In the week ended October 23, investors poured $US5 billion into European equity funds, marking the biggest weekly inflow ever into the asset class.
These funds have seen nothing but inflows for the past 17 weeks — since the beginning of the second quarter, when PMI surveys suggested the eurozone was finally emerging from recession.
In recent weeks, some shops have been building the case for European equities vis-a-vis their U.S. counterparts.
Société Générale’s asset allocation team, for example, released a report arguing that the S&P 500 would drop 15% when the Federal Reserve winds down its quantitative easing program in 2014, then go nowhere for years.
“Strategically, we advise investors to switch into eurozone and Japanese equities, where economic policy is much clearer, monetary policy very loose and positioning is low,” said SocGen’s global head of asset allocation, Alain Bokobza, in the report.
SocGen equity strategist Paul Jackson followed up the report with 12 charts making the case for European stocks.

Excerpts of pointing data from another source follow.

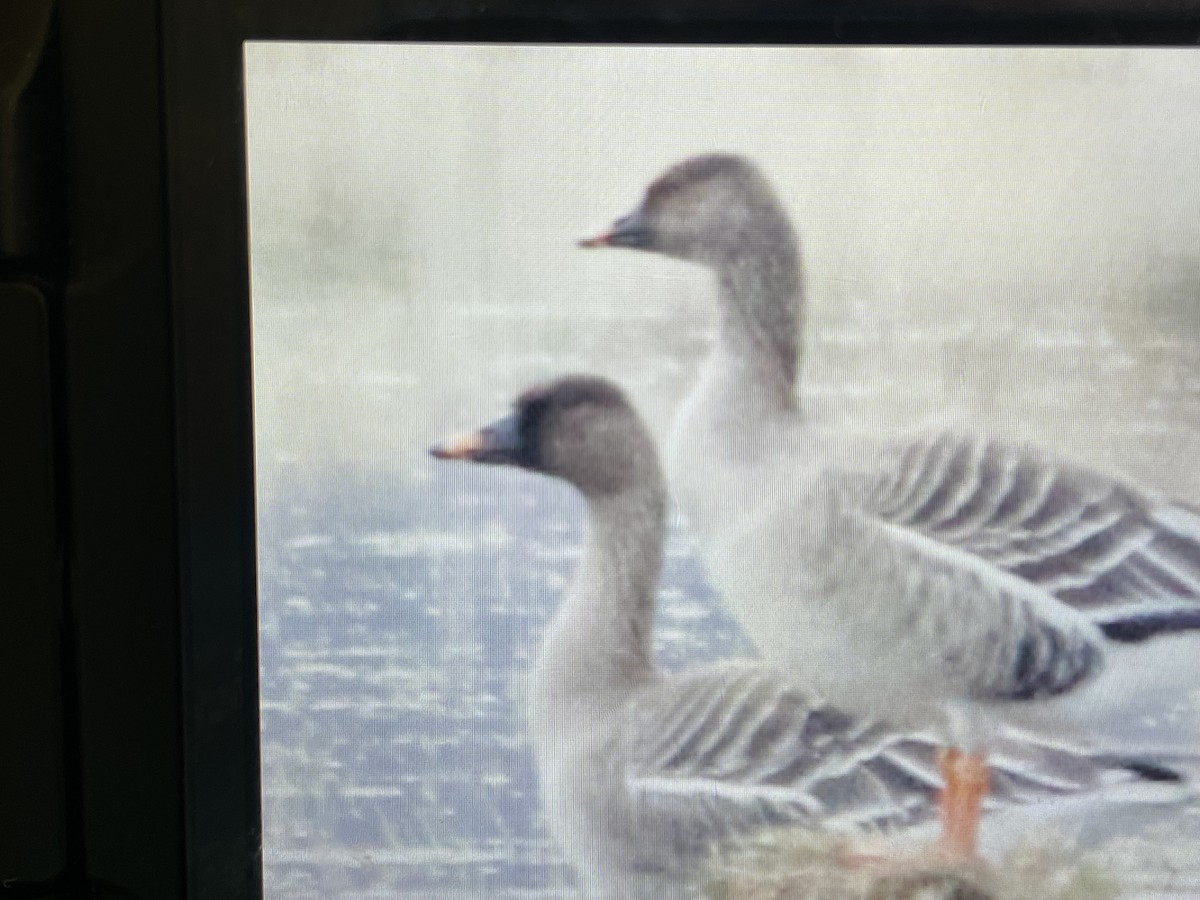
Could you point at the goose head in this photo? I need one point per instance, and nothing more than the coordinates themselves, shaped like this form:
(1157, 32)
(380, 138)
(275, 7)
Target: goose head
(715, 209)
(579, 429)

Meanwhile, European earnings estimates continue to face downgrades.
“Yet another month of (broad-based) earnings cuts ahead of the Q3 reporting season,” writes Deutsche Bank strategist Lars Slomka in a note to clients. “Monthly earnings revisions remain 1) negative and 2) broad-based in Europe as indicated by our company revision ratio (up-downgrades relative to total up-/and downgrades), which deteriorated further to -0.27 in October (vs. -0.24 in September).”
Morgan Stanley strategist Graham Secker says investors “may be assuming too much too soon.”

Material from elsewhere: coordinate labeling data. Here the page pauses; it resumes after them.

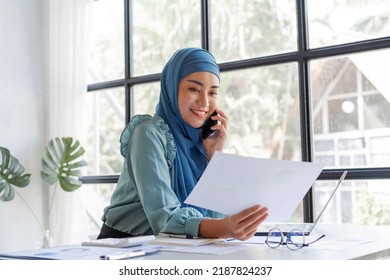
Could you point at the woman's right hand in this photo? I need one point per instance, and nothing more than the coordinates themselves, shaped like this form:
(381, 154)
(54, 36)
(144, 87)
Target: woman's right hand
(240, 226)
(244, 225)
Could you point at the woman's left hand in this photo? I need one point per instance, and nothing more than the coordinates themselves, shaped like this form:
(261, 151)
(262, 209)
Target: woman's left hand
(217, 140)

“Of particular interest to us is the renewed drop in European earnings revisions that have fallen for the last three weeks and are now down to -7%,” writes Secker in a note. “Although we’re only just starting Europe’s 3Q reporting season, the early signs have been supportive to our view that we’re still a quarter or so away from an upgrade cycle and that expectations for the more cyclical areas of the market may be assuming too much too soon.”
BofA Merrill Lynch strategist John Bilton shows less concern.

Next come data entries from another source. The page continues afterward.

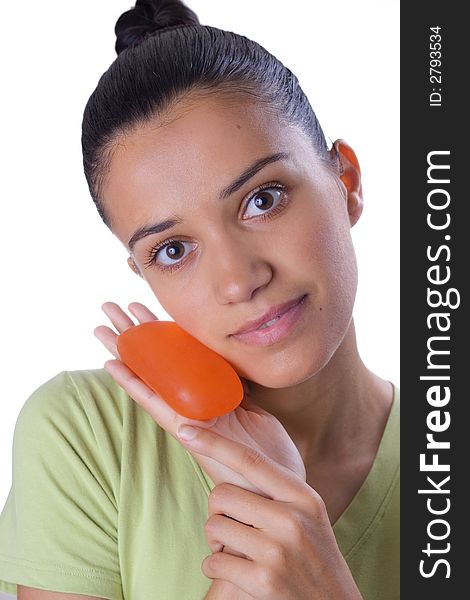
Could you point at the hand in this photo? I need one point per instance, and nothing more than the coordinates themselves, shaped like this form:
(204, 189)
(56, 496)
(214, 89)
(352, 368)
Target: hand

“We wouldn’t extrapolate early weakness into the full [earnings reporting] season, as some firms who warned chose to report early,” says Bilton. “Staples & hard cyclicals likely continue to struggle, but we’re optimistic on domestic EU sectors and financials. 3Q and 4Q are the ‘show me’ quarters for EU earnings. But portfolio managers care most about the 2014 outlook; EPS beats of 45-50% in 3Q is likely enough to keep PMs overweight Europe.”